Only one product can be sold that will make money and help the standard of living in Cuba. It is called tourism. Cuba can not develop such a capacity again until it can attract foreign investment to build not only the toursist facilities but the infrastructure to support the use. All Castro needs to obtain such is for him to lift his embargo on the idea that private ownership of property can be allowed! He will die refusing to believe that such a price can be tolerated in a communist state. He can only believe in central control of all property-and that includes little boys named Elián!

April 4, 2000

The longer this issue runs the more confusing it gets!

Now the INS has backed away from its threat to remove its temporary assignment of rights to the family in Miami as it anticipates giving same to the father, who has finally been told that he is ready to come immediately! Wonder how much notice he gave to his employer for this trip?

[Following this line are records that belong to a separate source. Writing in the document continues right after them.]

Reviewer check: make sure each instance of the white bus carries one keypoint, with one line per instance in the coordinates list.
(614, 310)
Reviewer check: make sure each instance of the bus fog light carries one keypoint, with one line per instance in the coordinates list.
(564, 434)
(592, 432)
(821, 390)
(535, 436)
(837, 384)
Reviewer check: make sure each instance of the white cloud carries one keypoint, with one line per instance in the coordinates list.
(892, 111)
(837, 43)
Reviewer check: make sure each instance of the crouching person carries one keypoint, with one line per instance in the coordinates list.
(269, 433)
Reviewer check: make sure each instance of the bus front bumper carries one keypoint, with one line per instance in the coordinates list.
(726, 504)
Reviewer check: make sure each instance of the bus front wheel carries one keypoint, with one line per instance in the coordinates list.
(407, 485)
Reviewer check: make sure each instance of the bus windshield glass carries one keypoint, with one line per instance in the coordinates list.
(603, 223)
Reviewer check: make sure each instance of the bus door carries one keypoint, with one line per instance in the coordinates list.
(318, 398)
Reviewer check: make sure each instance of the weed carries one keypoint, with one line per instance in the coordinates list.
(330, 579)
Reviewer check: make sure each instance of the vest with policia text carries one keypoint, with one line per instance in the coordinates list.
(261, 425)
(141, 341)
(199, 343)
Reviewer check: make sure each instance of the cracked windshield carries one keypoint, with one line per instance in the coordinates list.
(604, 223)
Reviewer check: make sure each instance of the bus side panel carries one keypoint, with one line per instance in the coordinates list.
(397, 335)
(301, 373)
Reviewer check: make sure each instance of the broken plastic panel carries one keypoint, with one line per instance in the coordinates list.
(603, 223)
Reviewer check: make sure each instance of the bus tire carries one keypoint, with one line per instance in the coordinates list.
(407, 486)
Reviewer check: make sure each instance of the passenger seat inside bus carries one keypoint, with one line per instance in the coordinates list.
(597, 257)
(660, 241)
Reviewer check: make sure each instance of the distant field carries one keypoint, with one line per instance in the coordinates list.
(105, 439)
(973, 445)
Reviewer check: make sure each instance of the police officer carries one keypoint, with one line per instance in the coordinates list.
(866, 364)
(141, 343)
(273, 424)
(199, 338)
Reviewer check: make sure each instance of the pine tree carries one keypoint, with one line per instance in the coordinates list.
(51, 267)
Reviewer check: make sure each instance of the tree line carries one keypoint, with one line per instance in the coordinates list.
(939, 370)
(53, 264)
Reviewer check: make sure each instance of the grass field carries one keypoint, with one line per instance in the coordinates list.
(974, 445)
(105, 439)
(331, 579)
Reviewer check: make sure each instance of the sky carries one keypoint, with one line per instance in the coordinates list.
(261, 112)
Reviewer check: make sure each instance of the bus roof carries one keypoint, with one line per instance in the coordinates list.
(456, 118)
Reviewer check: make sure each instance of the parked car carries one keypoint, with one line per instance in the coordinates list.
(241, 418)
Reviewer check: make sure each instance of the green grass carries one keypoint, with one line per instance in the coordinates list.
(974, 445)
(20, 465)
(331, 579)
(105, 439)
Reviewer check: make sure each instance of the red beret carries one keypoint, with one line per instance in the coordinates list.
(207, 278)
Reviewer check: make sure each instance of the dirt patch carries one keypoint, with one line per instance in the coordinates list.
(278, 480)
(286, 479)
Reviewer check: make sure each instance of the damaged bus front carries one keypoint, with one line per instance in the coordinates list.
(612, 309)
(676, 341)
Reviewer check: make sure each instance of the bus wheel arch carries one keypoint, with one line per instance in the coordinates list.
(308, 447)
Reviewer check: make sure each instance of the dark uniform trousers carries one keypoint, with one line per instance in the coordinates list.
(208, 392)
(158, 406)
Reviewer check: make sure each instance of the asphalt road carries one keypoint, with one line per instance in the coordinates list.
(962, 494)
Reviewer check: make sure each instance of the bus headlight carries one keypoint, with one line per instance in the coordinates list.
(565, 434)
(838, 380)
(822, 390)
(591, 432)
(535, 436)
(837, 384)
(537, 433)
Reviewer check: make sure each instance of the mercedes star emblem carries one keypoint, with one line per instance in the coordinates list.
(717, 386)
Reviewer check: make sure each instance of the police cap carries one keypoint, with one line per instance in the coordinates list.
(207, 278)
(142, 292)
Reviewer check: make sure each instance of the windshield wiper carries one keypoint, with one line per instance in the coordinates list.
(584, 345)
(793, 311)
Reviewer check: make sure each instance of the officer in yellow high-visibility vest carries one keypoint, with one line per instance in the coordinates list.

Apparently the U.S. government is now considering a plan to put a small delegation of the father, step-mom, step-brother, and a small support group of psychiatrists and doctors into a setting where Elián can be safe while the courts determine his fate and the INS is able to avoid looking like the bad guy that pulls a screaming and kicking boy out of the house where he is staying. Perhaps they can bring the father in to take the boy out to the ‘safe’ house!

If Castro lets this happen, the moment of truth will come soon after the boy’s father and entourage walk into the house to claim their long lost brother and son! Of course, Castro will see to it that only the father makes that entrance! The rest of his family will be held in hostage in the U.S. government provided ‘safe’ home!

Boy, does that put the man in a tough position! He might like to call for political asylum for his family, but they will be in two places at that moment and one of them is guaranteed ‘safe’ for the Cuban leader’s needs. If he doesn’t bring the boy back, his family disappears? If he tries to come with the boy and the boy resists in front of the crowd of Miami Cubans, they will tear the father apart! This story is not over!